Israel must revoke the export license of NSO Group whose spyware products have been used in malicious attacks on human rights activists around the world, Amnesty International said ahead of the latest court case to embroil the tech firm.
On Thursday, a judge at Tel Aviv’s District Court will begin hearing arguments as to why Israel’s Ministry of Defence (MoD) should restrict the activities of NSO Group. The firm’s Pegasus software has been used to target journalists and activists across the globe – including in Morocco, Saudi Arabia, Mexico and the United Arab Emirates.
“NSO continues to profit from its spyware being used to commit abuses against activists across the world and the Israeli government has stood by and watched it happen,” said Danna Ingleton, Deputy Director of Amnesty Tech.
“The best way to stop NSO’s powerful spyware products reaching repressive governments is to revoke the company’s export license, and that is exactly what this legal case seeks to do.”
The legal action is being brought by approximately 30 members and supporters of Amnesty International Israel and others from the human rights community. The action is supported by Amnesty International as part of a joint project with New York University (NYU) School of Law’s Bernstein Institute for Human Rights and Global Justice Clinic.
“In authorizing exports by NSO –a company that has sold its invasive software products to governments known to abuse human rights—the Ministry of Defence has failed in its human rights law obligations to protect the rights to privacy, freedom of expression and freedom of opinion,” said Sukti Dhital, Executive Director of the Bernstein Institute for Human Rights.
Last week, the Ministry of Defence asked the judge to dismiss the case, or if it proceeds to grant a gag order to restrict reporting on national security grounds.
“It is overwhelmingly in the public interest and for press freedom that this case is heard in open court. The Ministry of Defence must not be allowed to hide behind a veil of secrecy when it comes to human rights abuses,” said Danna Ingleton.
The hearing is the latest legal action involving NSO Group. Last October, Facebook announced it is suing NSO Group after the firm exploited a vulnerability in WhatsApp to target at least 100 human rights defenders.
Amnesty International and others have documented the repeated use of NSO Group’s Pegasus spyware to target civil society and stifle freedom of expression. In October 2019, Amnesty uncovered targeted digital attacks using Pegasus against two prominent Moroccan human rights defenders – academic and activist Maati Monjib and human rights lawyer Abdessadak El Bouchattaoui.

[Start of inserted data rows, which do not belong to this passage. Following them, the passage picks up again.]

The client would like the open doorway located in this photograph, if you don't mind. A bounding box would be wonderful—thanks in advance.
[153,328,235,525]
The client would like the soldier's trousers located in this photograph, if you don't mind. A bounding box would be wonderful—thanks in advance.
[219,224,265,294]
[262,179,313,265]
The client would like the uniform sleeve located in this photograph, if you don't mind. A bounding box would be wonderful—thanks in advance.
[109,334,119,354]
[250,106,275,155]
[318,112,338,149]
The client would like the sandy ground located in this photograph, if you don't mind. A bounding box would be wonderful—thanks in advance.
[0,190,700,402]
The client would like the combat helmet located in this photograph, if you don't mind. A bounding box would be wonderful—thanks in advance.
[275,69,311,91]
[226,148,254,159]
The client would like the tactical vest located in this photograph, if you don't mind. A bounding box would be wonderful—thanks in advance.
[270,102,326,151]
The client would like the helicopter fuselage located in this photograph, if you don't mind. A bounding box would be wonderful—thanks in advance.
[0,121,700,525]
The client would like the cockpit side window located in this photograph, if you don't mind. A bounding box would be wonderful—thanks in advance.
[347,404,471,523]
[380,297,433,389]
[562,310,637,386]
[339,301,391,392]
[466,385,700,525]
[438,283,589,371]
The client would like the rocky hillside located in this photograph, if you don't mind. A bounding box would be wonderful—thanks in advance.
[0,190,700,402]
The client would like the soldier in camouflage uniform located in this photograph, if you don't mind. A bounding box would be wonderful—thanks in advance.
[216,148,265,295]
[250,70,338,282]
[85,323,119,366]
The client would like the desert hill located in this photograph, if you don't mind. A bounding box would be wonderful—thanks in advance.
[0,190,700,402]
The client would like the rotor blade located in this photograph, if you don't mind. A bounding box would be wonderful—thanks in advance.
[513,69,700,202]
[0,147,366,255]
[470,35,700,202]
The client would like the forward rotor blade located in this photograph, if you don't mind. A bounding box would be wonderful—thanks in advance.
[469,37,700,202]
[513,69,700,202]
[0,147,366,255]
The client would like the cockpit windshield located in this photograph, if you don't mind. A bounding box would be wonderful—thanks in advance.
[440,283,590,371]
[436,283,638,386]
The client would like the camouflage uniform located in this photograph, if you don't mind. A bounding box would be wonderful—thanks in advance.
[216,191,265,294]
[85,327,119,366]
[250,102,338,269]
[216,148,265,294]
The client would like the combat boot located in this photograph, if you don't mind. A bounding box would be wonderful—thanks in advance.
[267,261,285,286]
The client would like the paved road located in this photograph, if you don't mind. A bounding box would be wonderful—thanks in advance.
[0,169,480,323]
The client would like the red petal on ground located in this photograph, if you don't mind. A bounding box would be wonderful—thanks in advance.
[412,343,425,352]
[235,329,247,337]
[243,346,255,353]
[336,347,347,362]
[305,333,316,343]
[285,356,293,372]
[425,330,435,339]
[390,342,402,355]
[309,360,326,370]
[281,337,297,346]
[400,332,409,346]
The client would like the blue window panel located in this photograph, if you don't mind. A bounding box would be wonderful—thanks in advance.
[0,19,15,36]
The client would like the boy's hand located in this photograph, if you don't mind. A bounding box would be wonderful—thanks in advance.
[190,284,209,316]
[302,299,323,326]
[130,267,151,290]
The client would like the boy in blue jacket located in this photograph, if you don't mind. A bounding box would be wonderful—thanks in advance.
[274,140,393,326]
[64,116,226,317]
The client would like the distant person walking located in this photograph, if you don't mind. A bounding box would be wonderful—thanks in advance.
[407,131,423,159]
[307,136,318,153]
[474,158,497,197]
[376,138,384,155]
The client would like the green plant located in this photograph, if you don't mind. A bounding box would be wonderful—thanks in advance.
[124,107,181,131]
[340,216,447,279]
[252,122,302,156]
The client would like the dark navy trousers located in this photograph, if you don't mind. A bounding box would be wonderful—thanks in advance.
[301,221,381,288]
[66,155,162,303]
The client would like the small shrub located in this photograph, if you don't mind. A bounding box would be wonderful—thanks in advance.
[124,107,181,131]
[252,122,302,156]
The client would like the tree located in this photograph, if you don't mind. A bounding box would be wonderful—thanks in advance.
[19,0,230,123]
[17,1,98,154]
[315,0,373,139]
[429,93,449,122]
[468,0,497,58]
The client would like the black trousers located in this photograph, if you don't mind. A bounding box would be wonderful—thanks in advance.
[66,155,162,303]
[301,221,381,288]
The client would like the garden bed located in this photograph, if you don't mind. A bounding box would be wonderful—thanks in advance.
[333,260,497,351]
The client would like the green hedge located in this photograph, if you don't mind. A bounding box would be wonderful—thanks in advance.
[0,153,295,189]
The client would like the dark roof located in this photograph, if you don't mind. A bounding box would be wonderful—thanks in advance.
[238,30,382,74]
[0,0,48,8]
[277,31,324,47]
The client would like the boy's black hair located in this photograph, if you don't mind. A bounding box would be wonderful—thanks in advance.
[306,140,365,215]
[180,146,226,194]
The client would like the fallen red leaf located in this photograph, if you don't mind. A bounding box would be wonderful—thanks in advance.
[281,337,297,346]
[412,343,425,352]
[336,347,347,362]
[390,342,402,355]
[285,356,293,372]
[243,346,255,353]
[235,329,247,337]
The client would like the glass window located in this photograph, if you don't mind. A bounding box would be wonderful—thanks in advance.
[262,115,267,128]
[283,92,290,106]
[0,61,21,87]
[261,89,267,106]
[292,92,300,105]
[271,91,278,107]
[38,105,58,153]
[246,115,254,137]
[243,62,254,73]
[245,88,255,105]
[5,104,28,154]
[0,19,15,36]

In August 2018, an Amnesty International staff member received a message which contained a link purporting to be about a protest outside the Saudi Arabian embassy in Washington. It was sent at a time when Amnesty International was campaigning for the release of Saudi women human rights activists. If clicked, the link would have secretly installed NSO malware, allowing the sender to obtain near-total control of the phone.
Previous research also exposed the use of Pegasus to target at least 24 human rights defenders, journalists and parliamentarians in Mexico; Saudi activists Omar Abdulaziz, Yahya Assiri, Ghanem Al-Masarir; award-winning Emirati human rights campaigner Ahmed Mansoor; and allegedly, murdered Saudi dissident Jamal Khashoggi.
NSO Group claims it helps governments fight terrorism and crime, but it has failed to rebut mounting evidence linking its products to attacks on human rights defenders.
Although the company says it undertakes a rigorous review before sales of its products, these claims lack detail and, considering the number of attacks on civil society, appear to have been ineffective in numerous cases.
Despite announcing a new ‘Human Rights Policy’ in September, NSO has not accepted responsibility for the multiple reported instances of misuse of its surveillance technologies.
States have an obligation to protect human rights in the context of corporate activities, including through regulation and oversight. All companies have a responsibility to respect human rights throughout their operations and supply chains. This means they must avoid causing or contributing to human rights abuses and take steps to identify and address human rights risks in their operations.